Thiazide diuretics have been in use for treating hypertension for more than 60 years. Although some studies, including a 2019 meta-analysis of nine studies, have shown CTD to be more effective in controlling blood pressure, others have shown no difference. However, a 2020 study found a greater risk of side effects with CTD, and doctors prescribe HCTZ far more frequently than CTD.
“Despite the data favoring chlorthalidone, a lot more physicians order HCTZ than chlorthalidone – in fact, it is orders of magnitude more. Was this happening because physicians did not know the data, or because based on their daily experiences, they thought HCTZ was preferable?”
– Dr. Lucy Leykum
This real-world trial investigated whether CTD was more effective than HCTZ at preventing cardiovascular events in patients with hypertension.
A total of 13,523 people participated in the trial. All participants, of whom almost 97% were men, were aged 65 or over and were being treated with HCTZ — 25 milligrams (mg) or 50 mg per day — for hypertension.
After obtaining consent from the participants, doctors randomly allocated them to either continue treatment with HCTZ or switch to CTD.
Following randomization, 6,767 participants remained on HCTZ, and 6,756 people changed to CTD. For those switching, the 25 mg dose of HCTZ was replaced with 12.5 mg CTD, and the 50mg HCTZ was replaced with 25 mg CTD.
The trial’s primary outcome was the first occurrence of a nonfatal cardiovascular disease event or non–cancer-related death. Participants were followed up until they withdrew from the trial, died, or until the end of the trial.
After a median follow-up of 2.4 years, 1,377 people experienced a primary outcome event. Of these, 702 were in the CTD group and 675 in the HCTZ group.
The researchers recorded few side effects during the trial, although those in the CTD group were more likely to have low potassium levels. For most people, this was resolved quickly with potassium supplements.
The two medications were equally effective at preventing cardiovascular disease or non-cancer death, which included heart attack, stroke, heart failure, or lack of blood flow requiring medical intervention.
Dr. Leykum did point out one important limitation of the trial: “A downside to VA studies is that there are many more male than female veterans, so that most of the participants are men. This makes it hard to extrapolate results to women. In fact, in this study, almost 97% of the participants are men.”
“In this real-world, routine-care context, the researchers found no difference between chlorthalidone and HCTZ in terms of their impact on preventing heart attacks or strokes,” said Dr. Leykum.

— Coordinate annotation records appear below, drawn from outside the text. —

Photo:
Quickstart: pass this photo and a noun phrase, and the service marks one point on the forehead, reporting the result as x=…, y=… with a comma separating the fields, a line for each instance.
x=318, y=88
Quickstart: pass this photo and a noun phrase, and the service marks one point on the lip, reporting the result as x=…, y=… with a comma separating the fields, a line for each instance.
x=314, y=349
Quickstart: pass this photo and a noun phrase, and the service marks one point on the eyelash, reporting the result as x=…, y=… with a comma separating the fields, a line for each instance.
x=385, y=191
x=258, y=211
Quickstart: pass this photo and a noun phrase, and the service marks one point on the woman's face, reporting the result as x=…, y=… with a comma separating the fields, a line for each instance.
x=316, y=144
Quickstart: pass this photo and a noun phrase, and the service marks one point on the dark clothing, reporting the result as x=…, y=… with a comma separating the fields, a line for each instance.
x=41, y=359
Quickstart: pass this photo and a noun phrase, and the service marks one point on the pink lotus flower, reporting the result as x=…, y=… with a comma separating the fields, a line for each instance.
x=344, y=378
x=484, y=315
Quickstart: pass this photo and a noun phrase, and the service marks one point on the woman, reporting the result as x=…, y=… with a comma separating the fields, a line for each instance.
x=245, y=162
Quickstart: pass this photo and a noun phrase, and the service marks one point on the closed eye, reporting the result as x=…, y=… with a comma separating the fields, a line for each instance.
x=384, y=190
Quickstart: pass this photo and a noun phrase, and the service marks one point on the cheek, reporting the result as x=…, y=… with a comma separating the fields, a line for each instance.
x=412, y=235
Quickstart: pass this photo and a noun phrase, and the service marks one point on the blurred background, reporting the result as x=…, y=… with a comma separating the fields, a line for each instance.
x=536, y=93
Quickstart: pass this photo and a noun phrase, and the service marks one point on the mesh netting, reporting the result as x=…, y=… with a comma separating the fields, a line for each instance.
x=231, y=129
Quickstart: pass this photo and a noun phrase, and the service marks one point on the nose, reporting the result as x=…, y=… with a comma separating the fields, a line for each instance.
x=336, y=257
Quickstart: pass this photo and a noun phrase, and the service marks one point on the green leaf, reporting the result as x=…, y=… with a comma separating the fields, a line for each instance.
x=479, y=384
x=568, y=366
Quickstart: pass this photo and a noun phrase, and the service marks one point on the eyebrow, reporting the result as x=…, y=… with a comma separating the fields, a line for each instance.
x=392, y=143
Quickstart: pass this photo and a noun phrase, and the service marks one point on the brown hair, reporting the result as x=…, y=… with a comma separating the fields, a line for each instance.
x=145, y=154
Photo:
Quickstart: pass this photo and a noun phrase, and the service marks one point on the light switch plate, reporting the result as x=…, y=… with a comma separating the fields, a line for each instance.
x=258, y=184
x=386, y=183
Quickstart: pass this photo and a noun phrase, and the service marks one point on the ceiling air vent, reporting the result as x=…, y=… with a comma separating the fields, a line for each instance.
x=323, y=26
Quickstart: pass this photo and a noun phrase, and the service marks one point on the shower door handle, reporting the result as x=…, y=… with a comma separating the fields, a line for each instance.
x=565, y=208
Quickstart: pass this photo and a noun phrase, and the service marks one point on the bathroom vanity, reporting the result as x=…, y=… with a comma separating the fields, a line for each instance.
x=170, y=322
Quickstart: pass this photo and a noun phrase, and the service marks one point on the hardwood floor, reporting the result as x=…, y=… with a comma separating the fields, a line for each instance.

“This suggests that either medication should be acceptable for use for hypertension treatment. This is quite significant because the result is relevant for a broad group of people with hypertension, meaning that for most people, either could be used.”
– Dr. Luci Leykum
So, on the evidence of this large-scale, real-world studydoctors should considerth CTD and HCTZ when prescribing medication for controlling hypertension.
Nevertheless, Dr. Ni advised that “[p]atients on either diuretic should stick with what they take, and if switching to the other diuretic has a side benefit — for example, allowing for combination pills to reduce pill burden — then switching should be done.”